2. Originally Posted by mark
hi i've got a question and i'm coming up with a slightly different answer to my textbook so could someone please show me what i'm doing wrong:

find the set of values of x for which the function h, where $\displaystyle h(x) = 2 - (x + 3)^2$ is increasing

well the first thing i did was expand the brackets and differentiate:
$\displaystyle h(x) = 2 - x^2 + 6x + 9$ then $\displaystyle \frac{dh}{dx} = -2x + 6$

then arranged it like so: $\displaystyle -2x + 6 > 0 \implies -2x > -6 \implies x > -3$
when you divide both sides of an inequality by a negative value, the direction of the inequality changes.
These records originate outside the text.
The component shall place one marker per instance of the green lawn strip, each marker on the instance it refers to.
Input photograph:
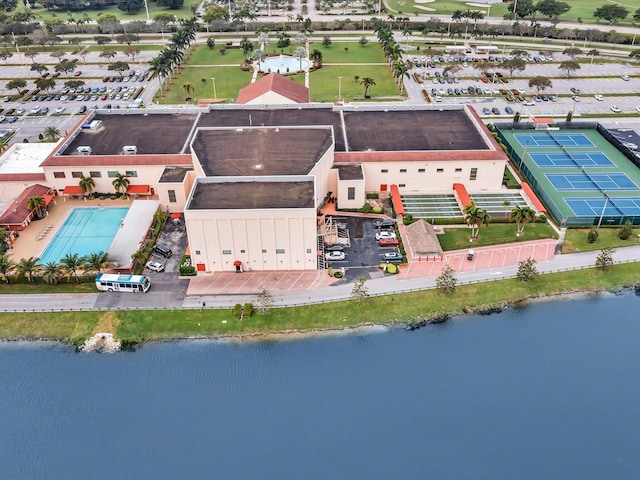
(575, 240)
(202, 55)
(229, 80)
(323, 83)
(43, 288)
(398, 308)
(143, 47)
(495, 234)
(369, 53)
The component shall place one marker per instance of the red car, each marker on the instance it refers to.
(388, 242)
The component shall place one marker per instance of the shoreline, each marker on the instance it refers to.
(368, 327)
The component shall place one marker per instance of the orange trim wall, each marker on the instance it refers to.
(462, 194)
(532, 196)
(397, 201)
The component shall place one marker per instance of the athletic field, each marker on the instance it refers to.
(581, 177)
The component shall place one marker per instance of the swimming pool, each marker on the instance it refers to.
(85, 231)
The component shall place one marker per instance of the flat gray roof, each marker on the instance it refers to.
(350, 172)
(252, 195)
(260, 150)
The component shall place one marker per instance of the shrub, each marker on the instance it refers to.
(625, 232)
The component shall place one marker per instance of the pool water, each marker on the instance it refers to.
(85, 231)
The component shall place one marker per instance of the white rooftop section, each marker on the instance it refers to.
(25, 157)
(132, 232)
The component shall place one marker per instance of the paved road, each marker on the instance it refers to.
(171, 293)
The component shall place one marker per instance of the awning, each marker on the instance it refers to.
(138, 190)
(73, 190)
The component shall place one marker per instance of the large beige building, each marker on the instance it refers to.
(251, 180)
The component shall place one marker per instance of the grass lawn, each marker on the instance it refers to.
(579, 9)
(154, 9)
(370, 53)
(575, 240)
(229, 80)
(495, 234)
(323, 83)
(167, 324)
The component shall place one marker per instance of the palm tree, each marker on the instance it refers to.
(71, 262)
(26, 267)
(86, 184)
(120, 182)
(51, 272)
(367, 82)
(96, 261)
(36, 204)
(522, 216)
(51, 133)
(187, 88)
(6, 266)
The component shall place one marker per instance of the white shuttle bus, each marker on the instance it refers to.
(114, 282)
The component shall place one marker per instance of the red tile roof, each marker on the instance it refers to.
(274, 82)
(18, 212)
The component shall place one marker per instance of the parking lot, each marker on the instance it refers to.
(363, 254)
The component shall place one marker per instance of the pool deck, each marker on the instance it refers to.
(28, 245)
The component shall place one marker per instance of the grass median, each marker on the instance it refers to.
(143, 325)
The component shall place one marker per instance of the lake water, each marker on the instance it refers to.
(549, 391)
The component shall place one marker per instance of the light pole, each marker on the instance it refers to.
(603, 208)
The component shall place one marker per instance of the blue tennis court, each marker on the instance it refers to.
(595, 181)
(547, 139)
(561, 159)
(593, 207)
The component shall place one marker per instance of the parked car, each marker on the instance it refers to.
(155, 266)
(393, 257)
(388, 242)
(384, 234)
(334, 256)
(384, 223)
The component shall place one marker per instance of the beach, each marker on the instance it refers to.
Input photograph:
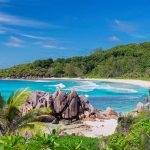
(141, 83)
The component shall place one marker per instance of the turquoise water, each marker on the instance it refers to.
(122, 97)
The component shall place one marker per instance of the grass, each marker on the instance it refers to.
(72, 142)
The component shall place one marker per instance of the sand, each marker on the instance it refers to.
(142, 83)
(97, 128)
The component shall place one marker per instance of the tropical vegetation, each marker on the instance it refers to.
(132, 133)
(11, 119)
(124, 61)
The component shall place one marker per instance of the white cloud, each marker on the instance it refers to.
(14, 42)
(124, 26)
(129, 28)
(114, 39)
(18, 21)
(140, 36)
(53, 47)
(34, 37)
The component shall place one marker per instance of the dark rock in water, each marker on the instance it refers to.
(72, 106)
(140, 107)
(66, 106)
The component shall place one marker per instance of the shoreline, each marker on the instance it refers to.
(141, 83)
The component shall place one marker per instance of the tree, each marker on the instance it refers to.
(11, 119)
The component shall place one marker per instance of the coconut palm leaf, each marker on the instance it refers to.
(1, 101)
(20, 97)
(29, 117)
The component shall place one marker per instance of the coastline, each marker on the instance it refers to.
(141, 83)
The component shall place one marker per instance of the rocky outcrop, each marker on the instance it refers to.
(140, 107)
(68, 106)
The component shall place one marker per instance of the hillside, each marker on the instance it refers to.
(124, 61)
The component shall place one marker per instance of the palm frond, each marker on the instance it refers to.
(20, 97)
(1, 101)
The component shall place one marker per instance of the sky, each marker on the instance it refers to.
(40, 29)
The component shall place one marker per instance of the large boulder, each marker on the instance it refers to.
(59, 101)
(140, 107)
(72, 108)
(110, 113)
(34, 98)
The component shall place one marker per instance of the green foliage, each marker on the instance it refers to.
(11, 119)
(125, 61)
(48, 142)
(136, 137)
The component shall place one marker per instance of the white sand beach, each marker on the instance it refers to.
(97, 128)
(142, 83)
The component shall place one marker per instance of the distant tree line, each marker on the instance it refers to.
(124, 61)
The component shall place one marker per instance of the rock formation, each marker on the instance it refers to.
(68, 106)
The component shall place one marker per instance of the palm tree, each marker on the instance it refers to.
(11, 119)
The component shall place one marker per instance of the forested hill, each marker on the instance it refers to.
(125, 61)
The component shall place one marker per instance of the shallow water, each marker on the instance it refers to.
(122, 97)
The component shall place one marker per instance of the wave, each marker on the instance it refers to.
(40, 81)
(87, 86)
(58, 86)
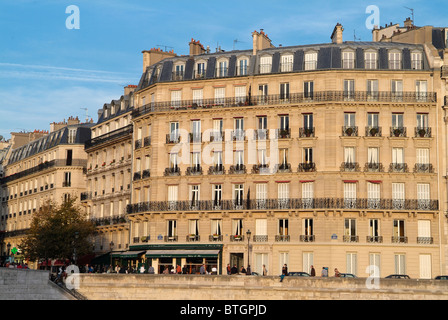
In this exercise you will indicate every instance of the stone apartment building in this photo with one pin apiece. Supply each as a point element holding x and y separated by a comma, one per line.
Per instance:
<point>332,155</point>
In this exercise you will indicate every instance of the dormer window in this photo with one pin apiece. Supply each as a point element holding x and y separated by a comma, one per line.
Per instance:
<point>416,61</point>
<point>286,63</point>
<point>311,61</point>
<point>222,69</point>
<point>394,60</point>
<point>266,64</point>
<point>242,66</point>
<point>371,60</point>
<point>348,60</point>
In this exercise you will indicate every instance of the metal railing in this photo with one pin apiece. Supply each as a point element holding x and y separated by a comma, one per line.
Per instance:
<point>284,204</point>
<point>253,100</point>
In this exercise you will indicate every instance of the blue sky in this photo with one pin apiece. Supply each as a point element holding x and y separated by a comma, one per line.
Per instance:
<point>49,73</point>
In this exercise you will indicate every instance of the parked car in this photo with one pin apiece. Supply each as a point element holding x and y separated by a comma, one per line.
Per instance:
<point>398,276</point>
<point>299,274</point>
<point>347,275</point>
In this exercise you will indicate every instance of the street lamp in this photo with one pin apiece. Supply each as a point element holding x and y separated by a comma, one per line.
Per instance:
<point>111,244</point>
<point>248,233</point>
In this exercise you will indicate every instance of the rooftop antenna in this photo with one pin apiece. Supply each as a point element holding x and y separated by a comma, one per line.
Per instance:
<point>412,13</point>
<point>87,115</point>
<point>165,46</point>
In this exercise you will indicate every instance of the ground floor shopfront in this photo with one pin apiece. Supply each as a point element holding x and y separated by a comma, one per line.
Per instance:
<point>168,258</point>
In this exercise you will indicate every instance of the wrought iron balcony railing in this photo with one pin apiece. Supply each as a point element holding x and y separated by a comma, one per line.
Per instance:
<point>280,204</point>
<point>252,100</point>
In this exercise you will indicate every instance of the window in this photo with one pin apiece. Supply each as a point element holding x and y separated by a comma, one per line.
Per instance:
<point>308,89</point>
<point>240,94</point>
<point>350,230</point>
<point>238,195</point>
<point>265,64</point>
<point>348,60</point>
<point>284,91</point>
<point>349,89</point>
<point>242,67</point>
<point>370,59</point>
<point>398,195</point>
<point>394,60</point>
<point>416,61</point>
<point>197,96</point>
<point>220,95</point>
<point>397,90</point>
<point>400,263</point>
<point>421,90</point>
<point>398,233</point>
<point>310,61</point>
<point>286,63</point>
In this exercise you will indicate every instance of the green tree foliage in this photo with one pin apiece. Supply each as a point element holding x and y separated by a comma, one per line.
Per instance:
<point>57,231</point>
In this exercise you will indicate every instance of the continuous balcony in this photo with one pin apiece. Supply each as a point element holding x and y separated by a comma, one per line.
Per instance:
<point>253,100</point>
<point>285,204</point>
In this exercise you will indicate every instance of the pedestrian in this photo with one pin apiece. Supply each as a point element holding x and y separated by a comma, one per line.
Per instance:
<point>265,271</point>
<point>312,272</point>
<point>337,274</point>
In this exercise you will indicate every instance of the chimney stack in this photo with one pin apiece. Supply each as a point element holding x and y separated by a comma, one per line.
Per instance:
<point>261,41</point>
<point>336,36</point>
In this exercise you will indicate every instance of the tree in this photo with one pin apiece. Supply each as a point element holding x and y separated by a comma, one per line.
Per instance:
<point>57,231</point>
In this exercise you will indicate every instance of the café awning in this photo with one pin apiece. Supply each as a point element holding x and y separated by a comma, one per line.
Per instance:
<point>127,254</point>
<point>182,253</point>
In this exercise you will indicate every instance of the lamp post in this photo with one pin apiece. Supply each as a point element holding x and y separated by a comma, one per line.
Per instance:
<point>8,246</point>
<point>111,244</point>
<point>248,233</point>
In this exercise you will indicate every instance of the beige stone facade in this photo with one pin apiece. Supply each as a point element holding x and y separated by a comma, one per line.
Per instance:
<point>340,163</point>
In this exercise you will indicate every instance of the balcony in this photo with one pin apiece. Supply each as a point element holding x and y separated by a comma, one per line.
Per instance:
<point>170,172</point>
<point>172,138</point>
<point>373,167</point>
<point>282,238</point>
<point>307,132</point>
<point>323,96</point>
<point>398,132</point>
<point>283,133</point>
<point>194,171</point>
<point>307,167</point>
<point>350,167</point>
<point>399,239</point>
<point>307,238</point>
<point>423,132</point>
<point>238,169</point>
<point>423,168</point>
<point>260,238</point>
<point>216,170</point>
<point>398,168</point>
<point>349,131</point>
<point>261,134</point>
<point>373,132</point>
<point>374,239</point>
<point>350,238</point>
the books answer is $\displaystyle x < -3$

any help would be appreciated, thanks
...

3. oh i see, i thought the minus 2 would turn to a plus 2 when it was moved to the other side of the inequality? does it just stay the same then when you're using it to divide?

4. Originally Posted by mark
oh i see, i thought the minus 2 would turn to a plus 2 when it was moved to the other side of the inequality? does it just stay the same then when you're using it to divide?
your algebra skills need some practice ...

after looking at your problem again, I see another mistake.

$\displaystyle h(x) = 2 - (x+3)^2$

$\displaystyle h(x) = 2 - (x^2 + 6x + 9)$

$\displaystyle h(x) = 2 - x^2 - 6x - 9$

$\displaystyle h'(x) = -2x - 6$

$\displaystyle -2x - 6 > 0$

$\displaystyle -2x > 6$

$\displaystyle \frac{-2x}{-2} > \frac{6}{-2}$

$\displaystyle x < -3$

also, note that you did not need to expand the (x+3)^2 in the first place ...

$\displaystyle h(x) = 2 - (x+3)^2$

$\displaystyle h'(x) = -2(x+3)$

$\displaystyle -2(x+3) > 0$

$\displaystyle x+3 < 0$

$\displaystyle x < -3$

x < -3

5. yeah it does need some practice. cheers